MODULE 6 OF 5 · CORE CONCEPTS

How AI Agents Think

60 min read 4 outcomes Interactive quiz

By the end of this module you will be able to:

Trace the observe-think-act loop through a multi-step task
Explain chain-of-thought (CoT) reasoning and why it measurably improves performance
Compare ReAct, Plan-and-Execute, and Reflection planning strategies by trade-off
Describe how agents select between multiple available tools using schema descriptions

Abstract neural network visualisation representing AI reasoning (photo on Unsplash)

Real-world incident · Summer 2023

Infinite loop. Zero output. Thousands of tokens consumed.

In mid-2023, AutoGPT and BabyAGI attracted wide attention as some of the first publicly accessible autonomous agent frameworks. Users assigned complex, open-ended goals, such as "research and write a market analysis report." What researchers began documenting almost immediately was a recurring failure mode: agents would enter reasoning loops, repeatedly reformulating the same sub-goal without making progress.

One documented pattern involved an agent tasked with finding the best Python library for a given purpose. The agent searched for options, found three candidates, searched for comparisons between them, found that each source recommended a different one, searched for more comparisons, and continued this cycle until the token budget was exhausted. The agent had no mechanism to detect stagnation, no step limit, and no plan that could distinguish "I need more information" from "I am going in circles."

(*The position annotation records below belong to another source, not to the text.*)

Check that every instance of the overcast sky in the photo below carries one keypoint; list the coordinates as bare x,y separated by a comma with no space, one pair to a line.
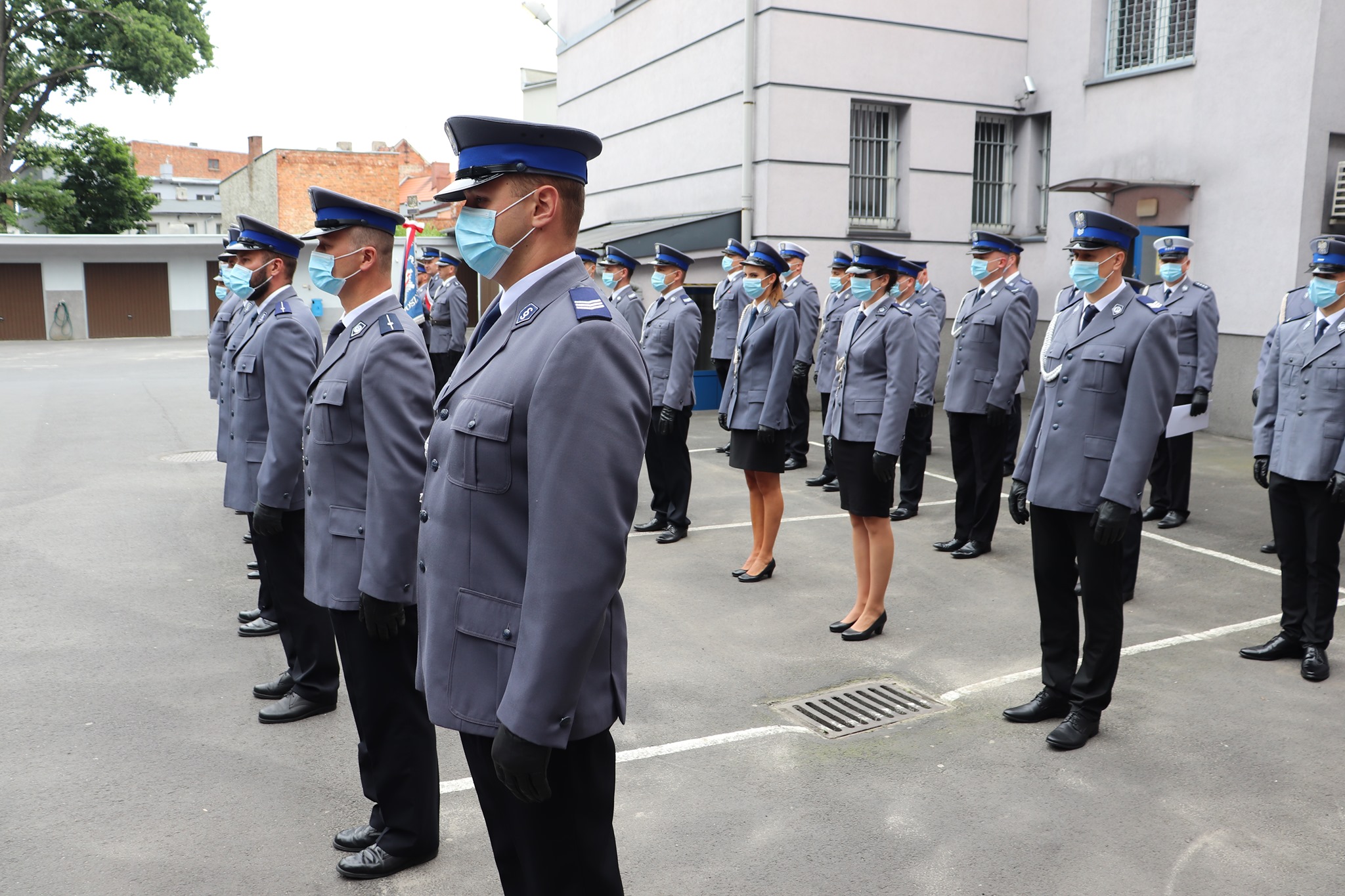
310,73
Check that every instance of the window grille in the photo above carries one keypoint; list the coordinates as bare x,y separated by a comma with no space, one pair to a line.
992,174
1142,34
873,165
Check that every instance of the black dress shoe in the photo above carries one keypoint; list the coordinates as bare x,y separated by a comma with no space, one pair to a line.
276,689
259,628
292,708
1278,648
1044,706
1314,664
854,634
1172,521
357,839
1074,733
373,861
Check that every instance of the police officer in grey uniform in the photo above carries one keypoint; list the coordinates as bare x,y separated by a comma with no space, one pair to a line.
1196,314
522,548
805,297
271,360
1298,441
992,336
917,444
838,301
365,427
670,340
618,269
1109,367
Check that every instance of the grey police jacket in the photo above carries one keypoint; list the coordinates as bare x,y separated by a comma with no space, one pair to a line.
449,317
365,427
1300,418
875,382
758,390
269,370
670,341
805,297
728,304
533,480
990,343
831,320
1196,314
1102,405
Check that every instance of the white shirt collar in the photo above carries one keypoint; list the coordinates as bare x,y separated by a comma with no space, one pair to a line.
512,295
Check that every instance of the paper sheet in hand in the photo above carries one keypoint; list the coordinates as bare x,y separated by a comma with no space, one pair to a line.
1180,422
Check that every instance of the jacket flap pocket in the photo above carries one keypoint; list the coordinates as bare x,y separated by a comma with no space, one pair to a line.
1099,448
330,393
482,616
483,418
347,522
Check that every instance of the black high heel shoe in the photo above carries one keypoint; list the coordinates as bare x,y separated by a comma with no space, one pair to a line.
759,576
868,633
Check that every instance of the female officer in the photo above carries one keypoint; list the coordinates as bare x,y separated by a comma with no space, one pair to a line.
753,406
877,362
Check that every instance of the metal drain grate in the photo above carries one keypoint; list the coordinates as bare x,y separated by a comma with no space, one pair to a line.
188,457
844,711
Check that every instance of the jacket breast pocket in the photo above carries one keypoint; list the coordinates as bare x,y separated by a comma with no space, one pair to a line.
331,414
483,654
1102,367
479,449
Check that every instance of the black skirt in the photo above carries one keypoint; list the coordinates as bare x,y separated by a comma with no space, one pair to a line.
749,453
862,494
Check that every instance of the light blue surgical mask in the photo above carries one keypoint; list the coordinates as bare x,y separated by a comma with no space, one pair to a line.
1170,272
320,272
1321,292
475,233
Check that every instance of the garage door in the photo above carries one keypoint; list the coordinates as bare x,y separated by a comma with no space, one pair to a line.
127,300
20,303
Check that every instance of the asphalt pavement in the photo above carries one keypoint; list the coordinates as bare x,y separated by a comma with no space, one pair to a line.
133,762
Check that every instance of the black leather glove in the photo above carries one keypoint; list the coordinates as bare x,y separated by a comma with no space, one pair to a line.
521,766
1019,503
666,417
267,521
884,467
1261,471
1110,522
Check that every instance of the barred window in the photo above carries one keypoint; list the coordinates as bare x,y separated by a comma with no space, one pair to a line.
873,165
1142,34
992,174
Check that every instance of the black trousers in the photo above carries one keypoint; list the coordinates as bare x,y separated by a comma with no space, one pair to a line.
977,450
1169,475
915,452
399,761
1060,539
564,847
1308,536
670,469
797,441
305,630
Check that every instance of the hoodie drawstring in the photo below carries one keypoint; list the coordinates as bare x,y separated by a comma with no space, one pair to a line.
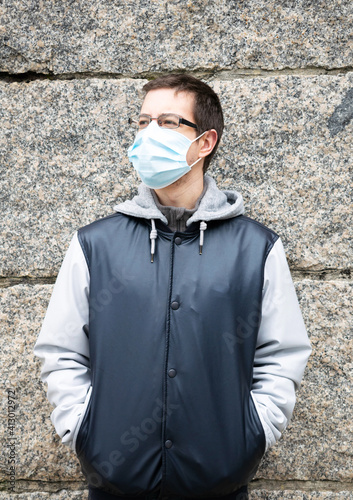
203,227
153,237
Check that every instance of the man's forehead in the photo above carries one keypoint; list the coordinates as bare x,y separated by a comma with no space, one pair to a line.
168,100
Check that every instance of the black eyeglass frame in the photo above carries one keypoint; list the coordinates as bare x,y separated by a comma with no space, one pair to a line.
182,121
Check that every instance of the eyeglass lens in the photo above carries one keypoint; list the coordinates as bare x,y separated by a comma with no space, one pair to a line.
164,121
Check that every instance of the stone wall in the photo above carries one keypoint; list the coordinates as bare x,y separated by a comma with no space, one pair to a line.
70,76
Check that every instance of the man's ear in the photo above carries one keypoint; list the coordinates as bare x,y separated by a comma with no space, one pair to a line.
209,142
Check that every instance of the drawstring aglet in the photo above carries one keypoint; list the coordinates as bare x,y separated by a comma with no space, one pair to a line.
203,227
153,237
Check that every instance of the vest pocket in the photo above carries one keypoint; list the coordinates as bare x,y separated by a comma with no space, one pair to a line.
82,426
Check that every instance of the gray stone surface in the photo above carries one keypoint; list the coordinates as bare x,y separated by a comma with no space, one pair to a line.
263,494
316,447
129,37
295,176
318,442
64,494
63,153
39,454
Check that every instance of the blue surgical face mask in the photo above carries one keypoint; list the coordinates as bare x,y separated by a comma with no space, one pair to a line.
159,155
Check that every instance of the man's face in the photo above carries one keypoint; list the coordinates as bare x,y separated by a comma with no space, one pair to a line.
162,101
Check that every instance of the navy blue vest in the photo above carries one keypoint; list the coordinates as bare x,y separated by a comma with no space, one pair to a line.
172,348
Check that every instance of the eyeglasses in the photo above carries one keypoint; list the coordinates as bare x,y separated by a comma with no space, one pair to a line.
166,120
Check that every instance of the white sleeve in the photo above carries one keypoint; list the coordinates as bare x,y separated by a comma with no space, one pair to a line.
282,348
62,345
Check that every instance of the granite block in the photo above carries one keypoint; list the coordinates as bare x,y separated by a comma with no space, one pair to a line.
63,149
29,437
64,494
316,446
134,37
318,442
285,494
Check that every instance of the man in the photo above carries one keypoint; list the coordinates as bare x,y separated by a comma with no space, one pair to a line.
173,342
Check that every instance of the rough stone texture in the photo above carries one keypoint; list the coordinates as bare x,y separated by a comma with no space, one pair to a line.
130,37
64,494
318,443
39,452
63,147
316,447
254,495
294,175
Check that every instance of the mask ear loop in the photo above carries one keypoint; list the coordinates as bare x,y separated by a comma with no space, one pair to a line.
203,133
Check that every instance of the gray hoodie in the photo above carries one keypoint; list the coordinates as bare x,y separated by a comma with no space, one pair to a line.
213,205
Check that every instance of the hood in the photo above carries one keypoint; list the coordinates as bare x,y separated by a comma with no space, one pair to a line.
214,205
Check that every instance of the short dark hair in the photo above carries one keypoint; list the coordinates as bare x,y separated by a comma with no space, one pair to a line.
207,108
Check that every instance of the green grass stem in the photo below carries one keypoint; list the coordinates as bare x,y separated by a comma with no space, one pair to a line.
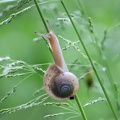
90,60
80,107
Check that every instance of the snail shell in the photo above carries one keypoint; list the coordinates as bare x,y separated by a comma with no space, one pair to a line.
59,84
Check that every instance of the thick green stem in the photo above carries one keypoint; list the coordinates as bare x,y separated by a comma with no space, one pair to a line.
41,15
90,60
80,107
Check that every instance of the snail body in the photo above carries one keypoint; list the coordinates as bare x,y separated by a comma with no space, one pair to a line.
59,83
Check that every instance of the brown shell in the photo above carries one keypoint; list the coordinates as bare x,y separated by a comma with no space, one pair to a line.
54,71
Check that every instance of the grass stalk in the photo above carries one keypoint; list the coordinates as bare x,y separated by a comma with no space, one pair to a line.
76,97
80,107
90,60
41,15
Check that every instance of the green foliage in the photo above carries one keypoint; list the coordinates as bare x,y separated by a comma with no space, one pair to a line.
88,32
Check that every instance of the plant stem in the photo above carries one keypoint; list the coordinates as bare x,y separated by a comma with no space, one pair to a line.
41,15
90,60
44,22
80,107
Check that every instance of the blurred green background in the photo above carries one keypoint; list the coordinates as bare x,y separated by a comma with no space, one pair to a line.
16,41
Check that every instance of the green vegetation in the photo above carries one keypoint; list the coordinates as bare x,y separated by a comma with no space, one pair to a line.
88,32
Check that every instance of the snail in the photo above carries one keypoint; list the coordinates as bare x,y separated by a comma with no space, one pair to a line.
59,83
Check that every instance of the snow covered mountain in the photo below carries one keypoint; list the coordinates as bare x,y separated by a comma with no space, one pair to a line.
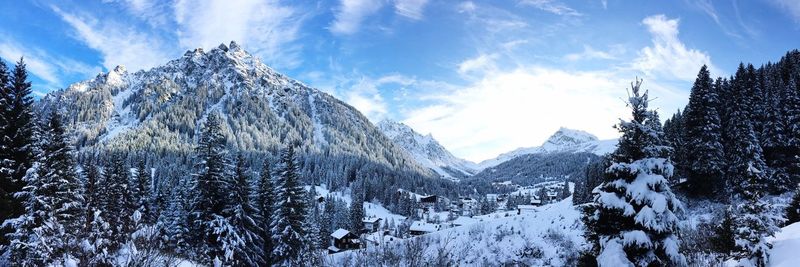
563,140
161,110
427,151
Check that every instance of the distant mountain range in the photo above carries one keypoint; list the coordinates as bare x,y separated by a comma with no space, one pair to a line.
562,141
427,151
160,112
564,153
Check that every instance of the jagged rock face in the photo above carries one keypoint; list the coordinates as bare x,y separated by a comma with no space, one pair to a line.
162,109
427,151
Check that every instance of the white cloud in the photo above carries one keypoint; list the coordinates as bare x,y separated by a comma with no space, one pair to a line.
351,13
366,98
791,7
668,57
552,6
154,12
589,53
43,65
480,64
410,8
118,44
506,110
265,28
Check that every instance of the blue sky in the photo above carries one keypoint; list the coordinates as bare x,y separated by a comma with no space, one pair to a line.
483,77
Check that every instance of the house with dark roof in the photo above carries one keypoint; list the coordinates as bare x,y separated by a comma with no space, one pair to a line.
343,240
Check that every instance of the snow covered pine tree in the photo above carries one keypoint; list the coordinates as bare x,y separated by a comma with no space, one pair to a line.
754,223
288,217
633,216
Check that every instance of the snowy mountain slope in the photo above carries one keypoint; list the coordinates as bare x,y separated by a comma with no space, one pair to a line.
563,140
554,241
786,245
427,151
162,109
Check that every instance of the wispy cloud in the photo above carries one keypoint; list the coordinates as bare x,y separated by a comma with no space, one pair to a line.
496,113
668,57
43,65
154,12
351,13
790,7
412,9
552,6
480,64
117,43
590,53
265,28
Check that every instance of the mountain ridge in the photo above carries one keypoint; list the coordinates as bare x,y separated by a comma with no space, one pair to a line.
563,140
162,109
427,151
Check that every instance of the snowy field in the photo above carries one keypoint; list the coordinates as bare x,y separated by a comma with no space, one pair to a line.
550,236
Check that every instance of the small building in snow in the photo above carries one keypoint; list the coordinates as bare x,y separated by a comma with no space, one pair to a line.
526,209
371,224
428,200
461,221
380,237
421,228
467,205
343,240
552,195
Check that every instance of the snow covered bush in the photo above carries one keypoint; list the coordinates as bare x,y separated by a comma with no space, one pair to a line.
633,217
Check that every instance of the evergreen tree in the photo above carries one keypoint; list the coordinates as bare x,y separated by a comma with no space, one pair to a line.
723,240
287,224
314,224
754,223
675,134
634,213
357,209
265,203
118,206
16,131
142,195
175,222
48,231
93,192
703,134
565,193
742,147
96,244
212,182
791,112
325,224
793,209
242,214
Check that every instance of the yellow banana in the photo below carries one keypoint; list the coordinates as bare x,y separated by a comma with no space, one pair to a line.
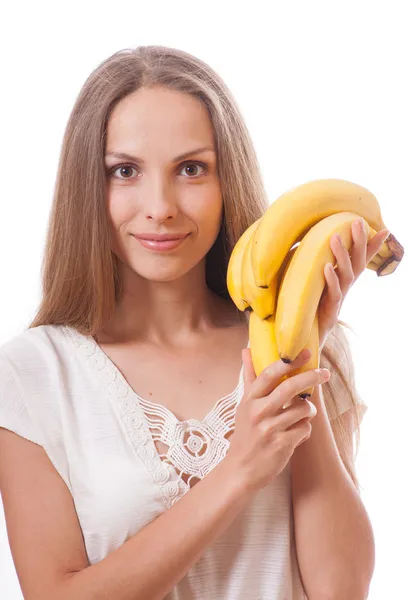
262,331
264,349
263,344
290,217
233,276
302,285
261,300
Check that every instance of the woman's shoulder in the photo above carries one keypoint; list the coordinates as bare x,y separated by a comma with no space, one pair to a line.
30,345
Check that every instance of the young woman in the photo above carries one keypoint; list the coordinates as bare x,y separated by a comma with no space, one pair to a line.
140,457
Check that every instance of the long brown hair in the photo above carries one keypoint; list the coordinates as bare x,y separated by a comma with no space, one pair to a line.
81,281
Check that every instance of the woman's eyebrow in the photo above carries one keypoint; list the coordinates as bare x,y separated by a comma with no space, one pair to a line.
124,156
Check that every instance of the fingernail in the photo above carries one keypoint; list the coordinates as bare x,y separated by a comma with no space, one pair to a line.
325,372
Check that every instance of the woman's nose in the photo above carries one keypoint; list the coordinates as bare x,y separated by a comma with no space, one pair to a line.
160,201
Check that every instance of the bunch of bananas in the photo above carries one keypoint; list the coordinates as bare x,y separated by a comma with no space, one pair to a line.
276,269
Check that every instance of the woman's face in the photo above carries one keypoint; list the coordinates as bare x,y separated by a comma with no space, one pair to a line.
154,191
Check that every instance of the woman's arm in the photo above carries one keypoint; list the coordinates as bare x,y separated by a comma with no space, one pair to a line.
152,562
334,536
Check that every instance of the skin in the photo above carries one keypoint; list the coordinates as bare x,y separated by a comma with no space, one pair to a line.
166,300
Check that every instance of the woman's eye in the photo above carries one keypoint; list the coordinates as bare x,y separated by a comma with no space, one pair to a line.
194,165
122,168
127,169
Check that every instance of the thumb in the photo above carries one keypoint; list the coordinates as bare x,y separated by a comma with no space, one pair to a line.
249,373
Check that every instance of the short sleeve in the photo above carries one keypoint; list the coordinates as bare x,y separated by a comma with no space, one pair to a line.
14,414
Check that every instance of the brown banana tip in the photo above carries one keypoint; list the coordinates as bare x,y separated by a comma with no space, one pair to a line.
395,247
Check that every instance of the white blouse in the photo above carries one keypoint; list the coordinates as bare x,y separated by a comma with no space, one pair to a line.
60,390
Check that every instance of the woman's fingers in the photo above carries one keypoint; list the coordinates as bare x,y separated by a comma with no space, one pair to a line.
269,379
272,404
288,418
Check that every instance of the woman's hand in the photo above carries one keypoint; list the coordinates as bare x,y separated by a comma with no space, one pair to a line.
266,434
349,269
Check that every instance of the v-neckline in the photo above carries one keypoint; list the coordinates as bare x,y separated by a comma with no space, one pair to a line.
131,413
143,400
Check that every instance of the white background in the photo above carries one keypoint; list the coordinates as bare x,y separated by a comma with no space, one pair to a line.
328,89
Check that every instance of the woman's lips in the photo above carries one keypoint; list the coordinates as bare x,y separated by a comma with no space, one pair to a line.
161,245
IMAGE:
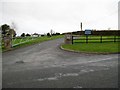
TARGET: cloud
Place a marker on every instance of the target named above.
(60, 15)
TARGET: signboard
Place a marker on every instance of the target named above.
(87, 31)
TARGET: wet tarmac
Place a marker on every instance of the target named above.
(45, 65)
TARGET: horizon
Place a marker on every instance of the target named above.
(40, 16)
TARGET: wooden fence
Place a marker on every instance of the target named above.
(98, 39)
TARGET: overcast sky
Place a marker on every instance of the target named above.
(41, 16)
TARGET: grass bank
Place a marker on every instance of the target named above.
(34, 41)
(109, 47)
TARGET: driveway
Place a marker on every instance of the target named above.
(45, 65)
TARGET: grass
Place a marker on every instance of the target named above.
(94, 46)
(34, 41)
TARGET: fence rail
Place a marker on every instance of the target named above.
(91, 39)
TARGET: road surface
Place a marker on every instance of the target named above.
(45, 65)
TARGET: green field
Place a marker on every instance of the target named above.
(96, 39)
(17, 43)
(94, 46)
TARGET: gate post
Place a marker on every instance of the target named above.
(68, 38)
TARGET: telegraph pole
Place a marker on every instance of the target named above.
(81, 26)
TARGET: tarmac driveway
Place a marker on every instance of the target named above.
(45, 65)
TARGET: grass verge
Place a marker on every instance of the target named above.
(108, 47)
(34, 41)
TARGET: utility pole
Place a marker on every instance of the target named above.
(81, 26)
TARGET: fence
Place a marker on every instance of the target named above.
(20, 40)
(94, 39)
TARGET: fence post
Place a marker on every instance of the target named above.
(101, 39)
(86, 38)
(114, 38)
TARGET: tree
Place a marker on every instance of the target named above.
(28, 34)
(23, 35)
(48, 34)
(57, 33)
(4, 29)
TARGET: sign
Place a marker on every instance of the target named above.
(87, 31)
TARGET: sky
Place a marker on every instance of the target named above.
(40, 16)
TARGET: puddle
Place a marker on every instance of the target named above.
(91, 70)
(78, 86)
(84, 71)
(52, 78)
(20, 62)
(40, 79)
(70, 74)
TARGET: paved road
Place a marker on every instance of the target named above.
(45, 65)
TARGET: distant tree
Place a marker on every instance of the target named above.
(6, 30)
(57, 33)
(48, 34)
(23, 35)
(28, 34)
(42, 35)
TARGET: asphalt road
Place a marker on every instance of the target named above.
(45, 65)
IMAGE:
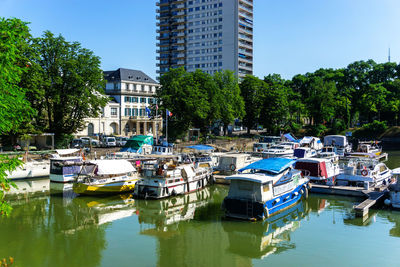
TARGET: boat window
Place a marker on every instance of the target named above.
(245, 186)
(266, 187)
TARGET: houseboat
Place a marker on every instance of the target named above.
(266, 142)
(304, 152)
(319, 170)
(394, 191)
(230, 163)
(339, 142)
(162, 179)
(311, 142)
(277, 151)
(106, 177)
(364, 172)
(329, 152)
(268, 186)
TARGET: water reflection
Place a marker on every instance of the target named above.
(260, 239)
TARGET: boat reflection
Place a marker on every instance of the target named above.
(165, 214)
(260, 239)
(29, 188)
(107, 209)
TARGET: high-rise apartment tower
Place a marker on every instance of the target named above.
(210, 35)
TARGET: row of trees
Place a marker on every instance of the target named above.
(327, 99)
(46, 85)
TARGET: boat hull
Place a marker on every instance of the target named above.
(105, 188)
(163, 191)
(251, 210)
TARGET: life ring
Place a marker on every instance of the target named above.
(232, 167)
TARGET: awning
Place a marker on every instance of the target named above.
(274, 165)
(289, 137)
(201, 147)
(107, 167)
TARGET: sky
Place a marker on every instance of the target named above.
(290, 36)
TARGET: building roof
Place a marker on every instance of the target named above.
(127, 75)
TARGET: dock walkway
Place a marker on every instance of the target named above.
(362, 209)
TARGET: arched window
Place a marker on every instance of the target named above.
(90, 129)
(114, 128)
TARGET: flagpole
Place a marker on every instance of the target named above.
(156, 124)
(166, 125)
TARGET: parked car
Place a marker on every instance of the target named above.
(92, 141)
(110, 141)
(121, 141)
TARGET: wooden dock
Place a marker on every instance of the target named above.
(372, 196)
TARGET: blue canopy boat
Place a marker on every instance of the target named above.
(264, 188)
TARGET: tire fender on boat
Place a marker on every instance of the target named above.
(232, 167)
(266, 212)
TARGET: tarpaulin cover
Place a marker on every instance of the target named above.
(316, 169)
(201, 147)
(108, 167)
(290, 137)
(274, 165)
(135, 143)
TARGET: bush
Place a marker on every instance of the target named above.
(63, 140)
(371, 130)
(316, 130)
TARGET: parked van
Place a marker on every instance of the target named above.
(110, 141)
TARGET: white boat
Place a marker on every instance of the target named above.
(364, 172)
(304, 152)
(278, 151)
(394, 191)
(266, 142)
(231, 162)
(163, 179)
(329, 152)
(106, 177)
(31, 169)
(66, 169)
(38, 168)
(163, 149)
(319, 170)
(270, 186)
(339, 142)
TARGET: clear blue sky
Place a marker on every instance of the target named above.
(290, 36)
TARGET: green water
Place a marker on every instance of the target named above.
(49, 227)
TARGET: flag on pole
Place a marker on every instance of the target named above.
(148, 111)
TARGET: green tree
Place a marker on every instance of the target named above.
(252, 90)
(67, 85)
(14, 109)
(228, 99)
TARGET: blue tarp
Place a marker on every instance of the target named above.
(274, 165)
(201, 147)
(299, 153)
(290, 137)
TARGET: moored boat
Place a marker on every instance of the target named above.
(162, 179)
(106, 177)
(319, 170)
(364, 172)
(270, 186)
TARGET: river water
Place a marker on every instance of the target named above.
(50, 226)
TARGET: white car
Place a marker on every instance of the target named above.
(121, 141)
(110, 142)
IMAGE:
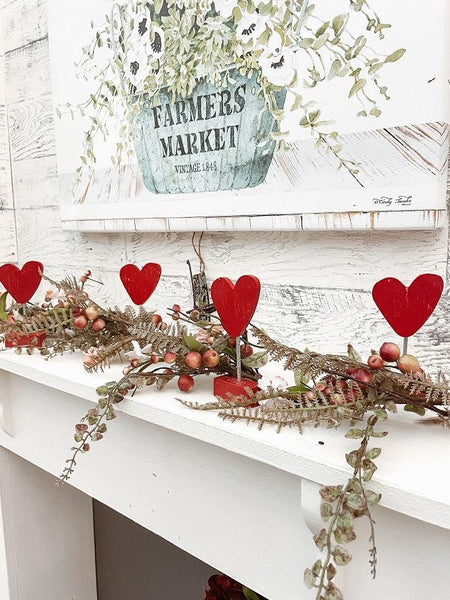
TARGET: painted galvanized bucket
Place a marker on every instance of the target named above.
(210, 141)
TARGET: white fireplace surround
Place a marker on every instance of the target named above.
(242, 500)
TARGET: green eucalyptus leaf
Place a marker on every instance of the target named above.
(419, 410)
(3, 313)
(373, 453)
(256, 360)
(192, 343)
(395, 55)
(354, 434)
(326, 511)
(341, 556)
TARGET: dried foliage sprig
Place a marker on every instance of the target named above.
(330, 390)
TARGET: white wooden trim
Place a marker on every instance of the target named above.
(47, 535)
(346, 221)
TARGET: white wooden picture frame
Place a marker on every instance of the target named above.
(402, 154)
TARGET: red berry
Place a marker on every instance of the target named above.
(193, 360)
(170, 357)
(210, 358)
(408, 364)
(99, 324)
(185, 383)
(246, 350)
(360, 374)
(91, 312)
(80, 322)
(390, 352)
(156, 319)
(375, 362)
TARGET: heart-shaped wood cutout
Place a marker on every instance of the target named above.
(22, 283)
(236, 304)
(140, 284)
(407, 309)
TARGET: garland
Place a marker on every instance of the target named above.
(330, 390)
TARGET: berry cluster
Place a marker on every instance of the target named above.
(222, 587)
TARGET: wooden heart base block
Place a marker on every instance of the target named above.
(226, 385)
(25, 340)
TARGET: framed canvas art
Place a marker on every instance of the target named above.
(250, 114)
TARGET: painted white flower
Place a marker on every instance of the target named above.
(147, 35)
(277, 62)
(157, 41)
(136, 67)
(250, 27)
(225, 7)
(142, 26)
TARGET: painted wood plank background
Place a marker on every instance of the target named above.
(316, 286)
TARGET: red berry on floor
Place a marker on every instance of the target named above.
(360, 374)
(246, 350)
(375, 362)
(170, 357)
(193, 360)
(185, 383)
(156, 319)
(91, 312)
(80, 322)
(210, 358)
(390, 352)
(99, 324)
(408, 364)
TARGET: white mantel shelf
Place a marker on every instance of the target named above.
(192, 467)
(411, 471)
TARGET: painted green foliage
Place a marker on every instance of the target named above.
(200, 88)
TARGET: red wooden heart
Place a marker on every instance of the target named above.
(140, 284)
(407, 309)
(22, 283)
(236, 304)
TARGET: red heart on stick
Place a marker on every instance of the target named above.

The root cause was architectural: the agent loop had no explicit planning phase separating goal decomposition from action selection. Understanding how agents think, and specifically how reasoning is made explicit and bounded, is the starting point for building systems that terminate reliably.

If an AI agent has access to search, code execution, and file tools, what stops it reasoning in circles indefinitely? And how would you know when it had gone wrong?

The Foundations stage gave you the vocabulary, the environment, and your first API call. This stage goes deeper: you will learn how agents reason, what tools they use, how they remember, and which architectural patterns govern their behaviour. This module starts with the reasoning step itself.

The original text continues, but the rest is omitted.